Hacker News new | ask | show | jobs
by rkaveland 822 days ago
Author here. I see now that the title is too controversial, I should have toned that down. As I mention in the conclusion, if you're giving parquet files to your user and all they want to know is how to turn it into Excel/CSV, you should just give them Excel/CSV. It is, after all, what end users often want. I'm going to edit the intro to make the same point there.

If you're exporting files for machine consumption, please consider using something more robust than CSV.

4 comments

Well what would be a more accurate title? "CSV format should only be for external interchange or archival; columnar formats like Parquet or Arrow better for performance"?

People are busy; instead of hinting "something more robust than CSV", mention the alternatives and show a comparison (load time/search time/compression ratio) summary graph. (Where is the knee of the curve?)

There's also an implicit assumption to each use-case about whether the data can/should fit in memory or not, and how much RAM a typical machine would have.

As you mention, it's pretty standard to store and access compressed CSV files as .csv.zip or .csv.gz, which mitigates at least trading off the space issue for a performance overhead when extracting or searching.

The historical reason a standard like CSV became so entrenched with business, financial and legal sectors is the same as other enterprise computing; it's not that users are ignorant; it's vendor and OS lock-in. Is there any tool/package that dynamically switches between formats internally? estimates comparative file sizes before writing? ("I see you're trying to write a 50Gb XLSX file...") estimates read time when opening a file? etc. Those sort of things seem worth mentioning.

> Well what would be a more accurate title? "CSV format should only be for external interchange or archival; columnar formats like Parquet or Arrow better for performance"?

Something more boring, like "Consider whether other options make more sense for your data exports than CSV". Plenty of people have suggested other good options in comments on this submission, such as for example sqlite. I think the post comes off as if I'm trying to sell a particular file format for all uses cases, when what I had in mind when writing it was to discourage using CSV as a default. CSV has a place, certainly, but it offloads a lot of complexity on the people who are going to consume the data, in particular, they need to figure out how to interpret it. This can't necessarily be done by opening the file in an editor and looking at it, beyond a certain size you're going to need programming or great tools to inspect it anyway.
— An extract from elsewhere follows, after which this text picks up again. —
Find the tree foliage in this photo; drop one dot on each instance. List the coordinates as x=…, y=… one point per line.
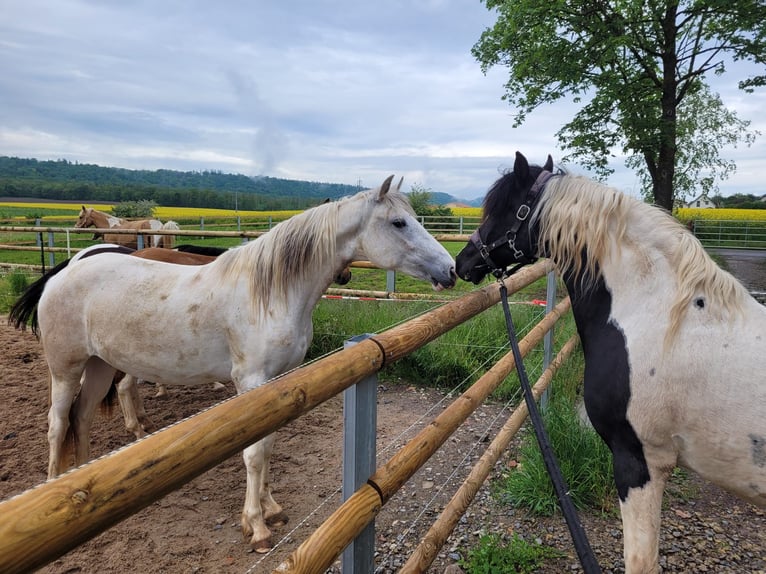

I was given an initial export of ~100 poor quality CSV files totaling around 3TB (~5-6 different tables, ~50 columns in each) in size a few years back, and had to automate ingestion of those and future exports. We could've saved a lot of work if the source was able to export data in a friendlier format. It happened more than once during that project that we were sent CSVs or Excel sheets that had mangled data, such as zip codes or phone numbers with leading 0s removed. I think it is a good thing to inform people of these problems and encourage the use of formats that don't necessity guessing data types. :shrug:

> People are busy; instead of hinting "something more robust than CSV", mention the alternatives and show a comparison (load time/search time/compression ratio) summary graph. (Where is the knee of the curve?)

This might be an interesting thing to follow up later, but would require a lot more work.

> I see now that the title is too controversial, I should have toned that down.

Sometimes a click-baity title is what you need to get a decent conversation/debate going. Considering how many comments this thread got, I'd say you achieved that even if sparking a lengthy HN thread had never been your intent.

Congratulations for getting the article upvoted and don't be too hard on yorself.
I got a parquet file once and I was like WTF is this format?

The problem with parquet is it's complicated and you basically have to remap from parquet to whatever you're importing into because the people on the other side have remapped from whatever to parquet.

There are likely relationships and constraints there that you'll have to hack around - which is harder to do because the parquet tools sort of suck/aren't as flexible.

With CSV you can hack around any problem in the ETL process.